3

Let's say I have the following 2D array:

import numpy as np

np.random.seed(123)
a = np.random.randint(1, 6, size=(5, 3))

which produces:

In [371]: a
Out[371]:
array([[3, 5, 3],
       [2, 4, 3],
       [4, 2, 2],
       [1, 2, 2],
       [1, 1, 2]])

is there a more efficient (Numpy, Pandas, etc.) way to calculate a freuency of all pairs of numbers than the following solution?

from collections import Counter
from itertools import combinations

def pair_freq(a, sort=False, sort_axis=-1):
    a = np.asarray(a)
    if sort:
        a = np.sort(a, axis=sort_axis)
    res = Counter()
    for row in a:
        res.update(combinations(row, 2))
    return res

res = pair_freq(a)

to produce something like that:

In [38]: res
Out[38]:
Counter({(3, 5): 1,
         (3, 3): 1,
         (5, 3): 1,
         (2, 4): 1,
         (2, 3): 1,
         (4, 3): 1,
         (4, 2): 2,
         (2, 2): 2,
         (1, 2): 4,
         (1, 1): 1})

or:

In [39]: res.most_common()
Out[39]:
[((1, 2), 4),
 ((4, 2), 2),
 ((2, 2), 2),
 ((3, 5), 1),
 ((3, 3), 1),
 ((5, 3), 1),
 ((2, 4), 1),
 ((2, 3), 1),
 ((4, 3), 1),
 ((1, 1), 1)]

PS the resulting dataset might look differently - for example like a multi-index Pandas DataFrame or something else.
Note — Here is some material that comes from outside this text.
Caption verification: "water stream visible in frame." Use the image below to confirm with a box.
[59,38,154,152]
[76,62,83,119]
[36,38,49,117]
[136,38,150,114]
I was trying to increase the dimensionality of the a array and to use np.isin() together with the a list of a combinations of all pairs, but I still couldn't get rid of a loop.

UPDATE:

(a) Are you interested only in the frequency of combinations of 2 numbers (and not interested in frequency of combinations of 3 numbers)?

yes, i'm interested in combinations of pairs (2 numbers) only

(b) Do you want to consider (3,5) as distinct from (5,3) or do you want to consider them as two occurrences of the same thing?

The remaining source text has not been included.